The output includes a structure tree, /MarkInfo << /Marked true >>, the catalog /Lang entry, and the pdfuaid:part XMP marker. Run the checker to confirm that these items are present and internally consistent.

  • Call order. Calling enableTaggedPdf() after writeHtml() does not retroactively tag content that was already written. Enable tagged mode first.
  • Language tag. Pass ConformancePolicy::strictUa2() as the second argument to reject a malformed BCP 47 tag at the API boundary instead of dropping it silently at write time.
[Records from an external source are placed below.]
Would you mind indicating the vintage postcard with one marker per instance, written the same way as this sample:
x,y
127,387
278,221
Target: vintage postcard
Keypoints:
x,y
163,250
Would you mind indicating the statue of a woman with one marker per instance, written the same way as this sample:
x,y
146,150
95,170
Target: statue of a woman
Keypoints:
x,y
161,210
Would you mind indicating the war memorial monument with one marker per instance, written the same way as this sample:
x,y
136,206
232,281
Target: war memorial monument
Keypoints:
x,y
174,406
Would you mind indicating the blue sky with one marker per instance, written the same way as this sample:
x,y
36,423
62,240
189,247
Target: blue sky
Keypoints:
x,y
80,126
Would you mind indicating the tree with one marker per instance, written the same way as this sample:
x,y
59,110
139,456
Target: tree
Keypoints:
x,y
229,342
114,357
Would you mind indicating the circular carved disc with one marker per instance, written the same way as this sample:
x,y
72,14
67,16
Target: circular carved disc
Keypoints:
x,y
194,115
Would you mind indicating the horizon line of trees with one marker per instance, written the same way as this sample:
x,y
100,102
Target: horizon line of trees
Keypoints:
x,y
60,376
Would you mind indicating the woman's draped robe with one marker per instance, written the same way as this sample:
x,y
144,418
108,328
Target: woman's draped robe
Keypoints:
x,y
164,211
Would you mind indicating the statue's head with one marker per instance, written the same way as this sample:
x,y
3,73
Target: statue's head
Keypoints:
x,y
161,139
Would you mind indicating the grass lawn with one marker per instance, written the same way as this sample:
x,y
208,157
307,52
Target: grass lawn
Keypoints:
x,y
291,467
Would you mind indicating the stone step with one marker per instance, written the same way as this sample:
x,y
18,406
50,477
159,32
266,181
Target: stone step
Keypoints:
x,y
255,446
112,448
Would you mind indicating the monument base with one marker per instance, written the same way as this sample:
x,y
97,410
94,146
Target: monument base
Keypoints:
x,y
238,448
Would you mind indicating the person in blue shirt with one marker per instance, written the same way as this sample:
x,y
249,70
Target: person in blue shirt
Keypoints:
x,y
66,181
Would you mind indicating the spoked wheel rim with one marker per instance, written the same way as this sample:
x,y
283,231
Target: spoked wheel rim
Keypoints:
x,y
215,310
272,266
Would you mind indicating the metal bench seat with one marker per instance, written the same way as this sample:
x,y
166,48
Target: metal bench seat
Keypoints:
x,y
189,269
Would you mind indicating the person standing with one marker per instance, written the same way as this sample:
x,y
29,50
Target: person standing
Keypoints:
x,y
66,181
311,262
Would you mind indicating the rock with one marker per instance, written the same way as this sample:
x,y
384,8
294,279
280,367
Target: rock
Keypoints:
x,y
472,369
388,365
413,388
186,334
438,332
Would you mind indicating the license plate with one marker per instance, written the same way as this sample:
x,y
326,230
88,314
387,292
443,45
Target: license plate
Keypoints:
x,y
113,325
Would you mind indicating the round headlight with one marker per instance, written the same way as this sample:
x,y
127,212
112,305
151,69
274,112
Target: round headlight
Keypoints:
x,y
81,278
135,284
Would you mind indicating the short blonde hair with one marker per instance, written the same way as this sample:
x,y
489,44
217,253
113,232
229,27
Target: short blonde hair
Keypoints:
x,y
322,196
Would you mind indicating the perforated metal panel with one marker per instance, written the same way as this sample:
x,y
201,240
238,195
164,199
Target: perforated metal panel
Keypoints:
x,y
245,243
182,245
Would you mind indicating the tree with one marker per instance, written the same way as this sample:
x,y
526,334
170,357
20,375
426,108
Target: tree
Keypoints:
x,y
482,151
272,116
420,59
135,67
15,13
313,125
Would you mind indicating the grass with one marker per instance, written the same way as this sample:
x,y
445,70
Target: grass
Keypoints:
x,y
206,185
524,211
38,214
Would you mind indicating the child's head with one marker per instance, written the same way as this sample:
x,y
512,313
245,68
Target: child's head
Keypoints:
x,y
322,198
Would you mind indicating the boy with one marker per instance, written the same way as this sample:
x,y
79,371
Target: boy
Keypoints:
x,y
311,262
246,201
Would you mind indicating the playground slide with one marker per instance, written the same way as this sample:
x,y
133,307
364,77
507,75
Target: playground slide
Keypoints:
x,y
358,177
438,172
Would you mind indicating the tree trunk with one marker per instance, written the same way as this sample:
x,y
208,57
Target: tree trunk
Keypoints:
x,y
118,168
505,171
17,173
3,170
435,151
  • Idempotent re-enable. If you call enableTaggedPdf() twice, NextPDF updates the language without rebuilding the structure tree you have already populated.
  • Manual tagging. For non-HTML content, wrap items with beginTag() / endTag(). Container types (Table, TR, L, LI) become grouping elements with no marked content. Leaf types (P, H1H6, TD) get MCIDs.
  • Support is not conformance. NextPDF emits the structural metadata that PDF/UA-2 needs. It also surfaces a degraded-parity warning: for production sign-off, external oracle validation is the caller’s responsibility. Run a checker before you state that a file conforms.
StatementSpecClausereference_id
Real content requires a logical structure.ISO 14289-2§8.2.2
Structure elements follow a defined nesting and reading order.ISO 14289-2§8.2.3

This recipe shows you how to produce the tagged structure that supports accessible authoring. It does not assert PDF/UA-2 conformance; a checker decides that.